I will describe recent work on the topology optimization of these lattice materials, based on a combination of homogenization theory and geometrical methods for the overall deformation of the lattice grid. My talk will be abundantly illustrated by numerical results, including movies, which are often better explanations than long mathematical developments.
Mathematical Sciences Seminars Spring 2019
19-03-06 (15:15 in Pascal)
Klas Modin (Chalmers/GU)
The work of the Fields medallists 2018: Alessio Figalli
19-03-13 (15:15 in Pascal)
Christian Johansson (Chalmers/GU)
The work of the Fields medallists 2018: Peter Scholze
19-03-27 (1515 in Pascal)
Anders Södergren (Chalmers/GU)
The work of the Fields medallists 2018: Akshay Venkatesh
19-04-10 (1515 in Pascal)
Ove Granstrand (Chalmers/GU)
Technology, IP and Innovation – thoughts on the 2018 Nobel Laureates in Economics
19-05-08 (1515 in Euler)
Bo Berndtsson (Chalmers/GU)
The work of the Abel laureate 2019: Karen Uhlenbeck
Mathematical Sciences Seminars Spring 2018
18-05-21 (1515 in Pascal)
Martin Raum (Chalmers/GU)
The Langlands Program - The life and work of Robert P. Langlands
Robert Langlands in the course of his career has brought to flourish a whole domain of mathematics. For good reasons, mathematics connected with his efforts is referred to as being part of the Langlands Program.
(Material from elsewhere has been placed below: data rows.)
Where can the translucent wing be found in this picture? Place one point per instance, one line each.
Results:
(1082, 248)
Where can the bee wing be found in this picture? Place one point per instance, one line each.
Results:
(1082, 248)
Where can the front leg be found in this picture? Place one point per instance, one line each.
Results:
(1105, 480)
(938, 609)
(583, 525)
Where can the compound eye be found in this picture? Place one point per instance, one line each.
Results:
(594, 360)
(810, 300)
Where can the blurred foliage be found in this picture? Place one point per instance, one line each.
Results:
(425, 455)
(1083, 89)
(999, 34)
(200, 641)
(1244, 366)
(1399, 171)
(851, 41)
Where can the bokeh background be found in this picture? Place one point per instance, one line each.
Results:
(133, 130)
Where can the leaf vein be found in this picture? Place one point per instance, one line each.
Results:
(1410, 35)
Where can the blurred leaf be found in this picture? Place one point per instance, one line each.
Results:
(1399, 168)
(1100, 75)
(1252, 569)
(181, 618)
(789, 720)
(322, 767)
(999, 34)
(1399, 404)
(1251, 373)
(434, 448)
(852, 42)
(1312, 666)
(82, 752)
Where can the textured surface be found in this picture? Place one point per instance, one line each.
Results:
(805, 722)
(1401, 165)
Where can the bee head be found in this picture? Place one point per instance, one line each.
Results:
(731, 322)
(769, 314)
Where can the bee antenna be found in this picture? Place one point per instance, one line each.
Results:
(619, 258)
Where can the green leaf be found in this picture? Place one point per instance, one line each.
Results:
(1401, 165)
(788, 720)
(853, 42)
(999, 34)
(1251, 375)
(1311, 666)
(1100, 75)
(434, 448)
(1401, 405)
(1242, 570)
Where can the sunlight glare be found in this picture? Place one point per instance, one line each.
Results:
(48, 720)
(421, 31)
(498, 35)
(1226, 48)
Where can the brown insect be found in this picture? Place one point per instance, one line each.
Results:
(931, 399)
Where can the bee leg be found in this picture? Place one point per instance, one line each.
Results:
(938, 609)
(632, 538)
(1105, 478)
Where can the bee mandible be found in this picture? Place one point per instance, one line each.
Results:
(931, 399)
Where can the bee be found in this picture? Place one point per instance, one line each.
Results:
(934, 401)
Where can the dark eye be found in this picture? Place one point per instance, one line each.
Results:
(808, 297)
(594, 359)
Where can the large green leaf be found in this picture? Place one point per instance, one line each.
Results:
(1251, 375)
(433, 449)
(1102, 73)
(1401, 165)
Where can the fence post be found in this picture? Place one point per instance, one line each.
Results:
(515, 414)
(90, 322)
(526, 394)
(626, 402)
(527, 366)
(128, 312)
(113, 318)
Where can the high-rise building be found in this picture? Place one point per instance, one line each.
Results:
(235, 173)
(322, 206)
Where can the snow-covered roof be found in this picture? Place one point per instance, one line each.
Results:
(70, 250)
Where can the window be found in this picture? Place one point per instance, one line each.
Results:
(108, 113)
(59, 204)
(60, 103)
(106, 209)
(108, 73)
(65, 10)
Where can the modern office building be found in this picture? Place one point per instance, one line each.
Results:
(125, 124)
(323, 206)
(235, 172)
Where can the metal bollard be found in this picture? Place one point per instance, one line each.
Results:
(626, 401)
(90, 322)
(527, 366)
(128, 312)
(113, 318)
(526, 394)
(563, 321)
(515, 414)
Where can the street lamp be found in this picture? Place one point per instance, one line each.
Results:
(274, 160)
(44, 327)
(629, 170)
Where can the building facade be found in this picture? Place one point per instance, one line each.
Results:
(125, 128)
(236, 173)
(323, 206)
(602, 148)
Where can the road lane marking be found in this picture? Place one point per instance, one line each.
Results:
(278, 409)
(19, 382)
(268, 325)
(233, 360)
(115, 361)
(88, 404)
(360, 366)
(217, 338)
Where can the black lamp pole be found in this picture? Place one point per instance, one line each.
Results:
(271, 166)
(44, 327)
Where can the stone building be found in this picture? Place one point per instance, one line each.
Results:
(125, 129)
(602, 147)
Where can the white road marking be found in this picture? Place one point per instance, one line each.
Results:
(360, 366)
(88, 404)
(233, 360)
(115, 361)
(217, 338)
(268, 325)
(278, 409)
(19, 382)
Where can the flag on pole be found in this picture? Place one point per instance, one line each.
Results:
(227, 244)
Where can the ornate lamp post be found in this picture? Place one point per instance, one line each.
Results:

Langlands will receive the Abel Prize on May 22. We will take this as an excuse to catch a glimpse of the beautiful mathematics he has created and advanced.
Mathematical Sciences Seminars Autumn 2017
17-11-22 (1515 in Euler)
Adam Rennie (University of Wollongong)A mathematical view of the quantum Hall effect
Last year's physics Nobel was awarded for study of topological insulators. Subsequently the press was full of strange stories of doughnuts, electrons and other strange beasts.
In this talk I will describe the simplest topological insulator, called the quantum Hall effect. I will show where the `topology' gets into the game, and report on recent work by my colleagues Chris Bourne, Alan Carey, Johannes Kellendonk and myself. Funded by the Gothenburg Centre for Advanced Studies in Science and Technology.